In the first clustered case, the second-generation case patient B had not visited Wuhan during the 14 days before the onset of symptoms. On January 27, 2020, she developed a productive cough, fever and muscle soreness. On February 2, 2020, she went to the local hospital for treatment. The viral nucleic acid test was positive on February 3, and she was confirmed as COVID-19 on February 4.
The mode of transmission in the first cluster was close contact and droplet-spreading in a family gathering. After the asymptomatic case A1 returned from Wuhan on January 19, and had meals with patients B and C, it was inferred that asymptomatic case A1 was the source of infection of patients B and C; the rest of the cases were relatives of patients B and C. This cluster outbreak was caused by close contact during multiple meals within a family setting.

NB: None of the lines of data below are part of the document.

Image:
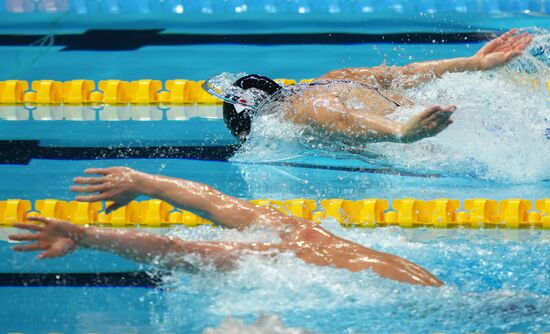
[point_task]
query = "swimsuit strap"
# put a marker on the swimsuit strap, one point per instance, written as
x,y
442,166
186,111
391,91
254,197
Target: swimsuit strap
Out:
x,y
371,87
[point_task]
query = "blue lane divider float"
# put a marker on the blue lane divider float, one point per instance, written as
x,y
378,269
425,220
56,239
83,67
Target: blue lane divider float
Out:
x,y
276,6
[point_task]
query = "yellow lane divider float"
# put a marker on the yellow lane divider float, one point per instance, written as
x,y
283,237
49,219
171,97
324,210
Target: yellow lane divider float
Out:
x,y
144,99
114,99
406,213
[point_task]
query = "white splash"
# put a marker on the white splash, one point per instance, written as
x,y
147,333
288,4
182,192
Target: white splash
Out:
x,y
266,324
499,133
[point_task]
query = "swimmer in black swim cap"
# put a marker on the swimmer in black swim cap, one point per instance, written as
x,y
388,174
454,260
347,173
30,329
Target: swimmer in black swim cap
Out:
x,y
238,115
351,105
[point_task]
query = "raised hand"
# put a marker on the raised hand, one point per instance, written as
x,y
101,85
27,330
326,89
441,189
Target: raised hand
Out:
x,y
55,237
502,49
426,124
117,184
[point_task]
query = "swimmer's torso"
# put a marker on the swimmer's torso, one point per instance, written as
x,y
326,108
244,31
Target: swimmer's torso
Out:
x,y
345,97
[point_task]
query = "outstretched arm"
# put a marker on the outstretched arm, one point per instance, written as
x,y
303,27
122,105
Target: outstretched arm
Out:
x,y
56,238
495,53
122,184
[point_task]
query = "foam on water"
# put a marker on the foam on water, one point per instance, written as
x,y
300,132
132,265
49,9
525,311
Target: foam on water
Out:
x,y
493,285
500,129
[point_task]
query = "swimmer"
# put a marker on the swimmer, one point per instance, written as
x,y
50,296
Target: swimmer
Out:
x,y
351,104
308,240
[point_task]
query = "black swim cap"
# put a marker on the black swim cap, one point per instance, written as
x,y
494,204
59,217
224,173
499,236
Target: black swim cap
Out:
x,y
239,123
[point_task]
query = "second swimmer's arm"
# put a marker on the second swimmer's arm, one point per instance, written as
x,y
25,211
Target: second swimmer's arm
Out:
x,y
121,185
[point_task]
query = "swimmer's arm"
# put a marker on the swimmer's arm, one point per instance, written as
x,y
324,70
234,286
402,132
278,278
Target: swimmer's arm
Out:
x,y
495,53
330,115
56,238
121,185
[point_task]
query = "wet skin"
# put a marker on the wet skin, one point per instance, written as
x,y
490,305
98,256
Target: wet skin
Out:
x,y
347,110
308,240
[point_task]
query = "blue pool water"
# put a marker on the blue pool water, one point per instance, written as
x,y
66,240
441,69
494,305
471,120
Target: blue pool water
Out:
x,y
496,281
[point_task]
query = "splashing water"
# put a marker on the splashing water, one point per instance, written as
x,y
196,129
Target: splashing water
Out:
x,y
500,129
494,284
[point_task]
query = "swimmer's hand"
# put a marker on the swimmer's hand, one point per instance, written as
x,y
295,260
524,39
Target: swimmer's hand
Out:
x,y
117,184
54,237
502,49
426,124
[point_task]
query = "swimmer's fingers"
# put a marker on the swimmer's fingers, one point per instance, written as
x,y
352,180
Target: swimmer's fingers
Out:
x,y
24,237
435,112
28,248
28,227
101,171
495,43
89,180
43,220
90,189
114,206
438,120
518,43
94,198
57,249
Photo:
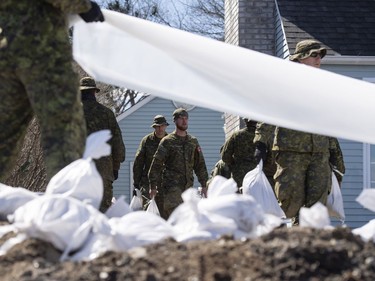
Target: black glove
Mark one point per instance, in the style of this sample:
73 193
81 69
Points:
135 192
260 151
115 174
94 14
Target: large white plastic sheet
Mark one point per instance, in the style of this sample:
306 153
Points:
173 64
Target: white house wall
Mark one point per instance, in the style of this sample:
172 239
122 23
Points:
205 124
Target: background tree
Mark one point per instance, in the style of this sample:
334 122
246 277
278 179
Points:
203 17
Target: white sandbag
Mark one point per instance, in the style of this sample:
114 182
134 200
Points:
13 197
221 186
256 184
56 219
80 179
189 223
335 203
136 204
367 232
96 245
137 229
119 208
153 208
367 198
316 216
242 209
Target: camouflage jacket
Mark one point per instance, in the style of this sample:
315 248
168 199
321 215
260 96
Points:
181 156
35 30
98 117
238 153
220 169
291 140
143 159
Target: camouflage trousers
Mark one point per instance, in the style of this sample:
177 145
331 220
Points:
172 199
159 199
49 92
301 180
107 196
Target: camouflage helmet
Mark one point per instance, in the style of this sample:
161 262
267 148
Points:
159 120
305 48
87 83
180 112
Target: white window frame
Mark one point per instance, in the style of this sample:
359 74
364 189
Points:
367 153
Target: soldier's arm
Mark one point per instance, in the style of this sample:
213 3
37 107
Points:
157 165
71 6
200 168
227 151
139 163
264 133
118 147
336 158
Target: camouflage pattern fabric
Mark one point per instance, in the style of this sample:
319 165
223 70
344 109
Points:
302 179
176 159
141 166
269 167
220 169
336 159
303 175
37 78
238 153
98 117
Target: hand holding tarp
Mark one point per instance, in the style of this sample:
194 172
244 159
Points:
94 14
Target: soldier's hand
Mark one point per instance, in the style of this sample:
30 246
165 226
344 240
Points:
153 191
204 192
260 152
94 14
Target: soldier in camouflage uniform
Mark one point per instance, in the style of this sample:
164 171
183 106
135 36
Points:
220 169
238 151
98 117
177 156
143 159
303 175
37 78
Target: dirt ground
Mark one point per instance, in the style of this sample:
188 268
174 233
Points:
284 254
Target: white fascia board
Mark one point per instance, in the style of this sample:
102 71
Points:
350 60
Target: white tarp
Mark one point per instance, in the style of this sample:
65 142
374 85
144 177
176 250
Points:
173 64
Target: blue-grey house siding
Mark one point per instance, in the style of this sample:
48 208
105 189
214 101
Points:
354 154
205 124
351 52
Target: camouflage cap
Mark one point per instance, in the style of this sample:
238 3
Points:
159 120
179 112
305 48
88 83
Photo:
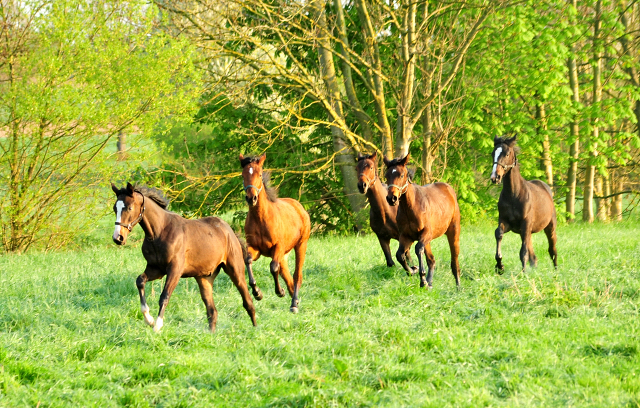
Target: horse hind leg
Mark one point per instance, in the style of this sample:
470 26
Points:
550 232
453 236
301 251
235 271
205 283
250 256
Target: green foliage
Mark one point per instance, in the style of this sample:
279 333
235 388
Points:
75 74
366 334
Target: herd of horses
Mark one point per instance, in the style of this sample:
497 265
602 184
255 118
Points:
176 247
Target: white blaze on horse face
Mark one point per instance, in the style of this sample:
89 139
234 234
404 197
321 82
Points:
158 325
495 161
119 207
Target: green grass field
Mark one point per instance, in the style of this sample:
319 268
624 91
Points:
71 331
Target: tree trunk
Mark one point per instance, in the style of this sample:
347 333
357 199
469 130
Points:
616 213
587 211
545 162
122 146
427 132
574 148
377 83
601 208
361 116
404 128
344 154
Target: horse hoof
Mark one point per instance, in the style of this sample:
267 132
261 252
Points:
257 294
148 319
158 325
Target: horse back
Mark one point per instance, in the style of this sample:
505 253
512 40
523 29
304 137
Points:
288 224
542 206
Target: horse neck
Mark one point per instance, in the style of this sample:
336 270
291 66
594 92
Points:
408 199
154 219
513 181
262 210
377 197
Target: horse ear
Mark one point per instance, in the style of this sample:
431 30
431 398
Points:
129 189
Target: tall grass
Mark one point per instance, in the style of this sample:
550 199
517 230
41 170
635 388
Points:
71 332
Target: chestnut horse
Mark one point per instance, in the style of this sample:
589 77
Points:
382 216
524 207
179 248
425 213
274 227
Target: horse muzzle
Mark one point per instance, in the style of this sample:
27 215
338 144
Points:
253 200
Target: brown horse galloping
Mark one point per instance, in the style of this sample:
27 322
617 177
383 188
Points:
425 213
274 227
179 248
382 216
524 207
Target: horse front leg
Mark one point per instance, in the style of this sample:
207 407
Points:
401 255
149 274
500 231
174 273
252 255
384 244
274 266
550 231
525 235
205 283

In the second cluster case, asymptomatic case A1* and her husband patient B* began selling tofu in a vegetable market in Wuhan from November 2019. Patient B* developed a fever and weakness on January 18, 2020 and was treated in a small local clinic. The couple traveled from Wuhan on January 20. On January 22, asymptomatic case A1* went to a banquet at the same time her husband, patient B*; he was reported to have traveled from Wuhan by his neighbor and had a fever. Patient B* was immediately sent to a local hospital for isolation and treatment and was diagnosed as COVID-19 on 24 January.
Patient C* owned a snack business with her husband in Zhejiang Province. She and her husband returned to Anhui with two neighbors on January 18. Patient C* attended a banquet on January 22 and played cards with the asymptomatic case A1*. She developed a fever, productive cough, and backpain on January 29 and went to the local hospital on February 1. Her chest CT showed pneumonia in both lungs and she tested positive for viral nucleic acids by rRT-PCR on February 9 when she was diagnosed as COVID-19. Prior to the onset illness, patient C* lived with her daughter-in-law, patient E*, and her mother, asymptomatic case A4*. Patient E* developed a fever on February 3. Throat swabs collected from her mother A4* on February 17 tested positive by rRT-PCR, although she did not have any symptoms such as fever or discomfort. Patient F* was accompanied by her husband A5* and treated by fluid infusion in a small clinic on February 5–6, together with patient C*. She had symptoms of discomfort on February 7 and tested positive by rRT-PCR on February 11. She lived with her husband patient A5*, mother-in-law patient A8*, and her 4-year-old son patient A7*, but all were asymptomatic cases.
The main mode of transmission in the second cluster was social activities - playing cards, social gatherings and close contact. In the early phase of the outbreaks, the population had no perception of the risk of the disease.